Chapter 7: On Edge

103 25 43
                                    

Eleanor cukup familiar dengan bahasa dan logat Prancis, tapi bukan berarti ia paham, hanya tahu bahwa pria yang baru saja datang menggunakan bahasa tersebut. Ia juga secara insting bergeser agar tidak terlalu dekat karena pria itu asing baginya, dan memberikan aura yang tidak menyenangkan.
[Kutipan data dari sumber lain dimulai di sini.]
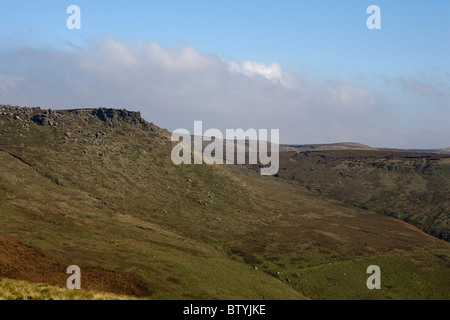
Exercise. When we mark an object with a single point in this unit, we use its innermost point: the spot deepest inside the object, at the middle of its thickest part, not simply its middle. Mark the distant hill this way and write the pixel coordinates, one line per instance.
(97, 188)
(353, 146)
Senyum pria itu justru membuat Eleanor menjaga jarak, ditambah lagi berada dalam satu lingkup dengan dua pria yang terlihat seperti keluar dari lukisan membuatnya jengah, merasa seperti bebek buruk rupa. Dan walaupun seragam sekolahnya terkenal akan bahannya yang berkualitas, tapi kini ia merasa pakaiannya lusuh.

Melirik ke seluruh ruangan, Eleanor terkejut melihat semua orang berhenti melakukan kegiatannya. Hening dan tegang. Apa pun sebabnya yang pasti berhubungan dengan pria yang baru datang itu. Nyeri di perut Eleanor kembali dengan alasan yang berbeda, waspada dengan kemungkinan terjadi masalah.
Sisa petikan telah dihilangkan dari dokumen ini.